Performance of the application is good, we use almost all the memory of the server, but we never experienced problems. Now, after the last deploy, periodically we see this exact series of events from Task Manager:

– Another w3wp.exe was launched, it has the very same IIS user (jarvis) and the very same command line of the existing instance of w3wp.exe
– That process is in state suspended, but it starts allocating RAM
– That process is a child of the original w3wp.exe process
– The web application works normally, all requests are handled by the original w3wp.exe process and the site responds quickly
– Suspended process continue to grow in RAM usage, until it arrives approximately to the working set of original w3wp.exe process, then it is closed
the original w3wp.exe process was not recycled and continue worked perfectly

The real problem is memory usage, because when this sequence of events starts, the machine starts experiencing memory pressure and everything is really slow, sometimes a third w3wp.exe suspended process starts and this bring down the performance of the machine

image

Figure 2: Windows detects low memory, and w3wp.exe process is the problem

This is the problem when you did a good dimensioning of the machine, when something out of your control happens and some process is using more resource, performances starts to go down.

If you try to kill the new w3wp.exe suspended process, its working set drops to 4k, but it remains suspended and cannot be killed. This is a nasty situation, because performance of production server was poor, and the only workaround was adding another RAM to the virtual machine, but we really hate wasting RAM for unnecessary task.

After a couple of hours of searching we were frustrated because:

1) This has nothing to do with Recycling, the original process was not recycled, every article in the internet refers to some recycling problem
2) This happens only after last deploy, but we really did not change a lot the code in the last sprint
3) Whenever a w3wp.exe suspended process appears, it reach the same amount of memory of the official w3wp.exe process before disappearing, this is important because the new process must be related to the old one.

The only possible reason for this behavior is that something is creating another process in suspended state to create a dump of production w3wp.exe process

When you take a memory dump of a process it will freeze for the duration of the dump, but you can also spawn a new process, copy memory and then dump the other process. With this technique the original process continue to run.
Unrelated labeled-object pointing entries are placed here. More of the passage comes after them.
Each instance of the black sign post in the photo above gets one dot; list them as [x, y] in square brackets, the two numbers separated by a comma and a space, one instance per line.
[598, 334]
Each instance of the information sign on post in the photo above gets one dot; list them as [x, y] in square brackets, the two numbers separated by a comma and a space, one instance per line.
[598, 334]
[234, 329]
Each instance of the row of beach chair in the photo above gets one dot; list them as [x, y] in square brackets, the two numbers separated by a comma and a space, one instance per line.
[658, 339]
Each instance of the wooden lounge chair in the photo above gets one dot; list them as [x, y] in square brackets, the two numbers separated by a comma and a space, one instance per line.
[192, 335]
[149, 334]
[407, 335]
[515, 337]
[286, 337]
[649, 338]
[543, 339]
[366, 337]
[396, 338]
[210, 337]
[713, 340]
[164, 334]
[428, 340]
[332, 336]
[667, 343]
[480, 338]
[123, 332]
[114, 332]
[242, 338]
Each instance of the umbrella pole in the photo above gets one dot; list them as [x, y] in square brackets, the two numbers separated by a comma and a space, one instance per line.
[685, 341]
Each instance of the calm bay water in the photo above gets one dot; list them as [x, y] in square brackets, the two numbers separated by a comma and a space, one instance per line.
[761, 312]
Armed with this intuition we start searching for *.dmp files in all disks, and immediately we found a temp folder with some dump of 1.7 GB size. Bingo: this confirms our hypothesis, something is creating dump, and this creates too memory pressure.

By carefully analyzing what happened the only explanation of the issue is “something is creating dumps of w3wp.exe process.

Now we start searching for the possible culprit and after some unsuccessful search on internet (we found tons of article related to lots of reason but noone was applicable to our situation), we were a little bit frustrated.

This is the problem when your production server does not works well, you feel in an hurry and you made mistake, since we located the .dmp file we can simply use SysInternal Process monitor to verify what process was reading or writing in the folder containing dump.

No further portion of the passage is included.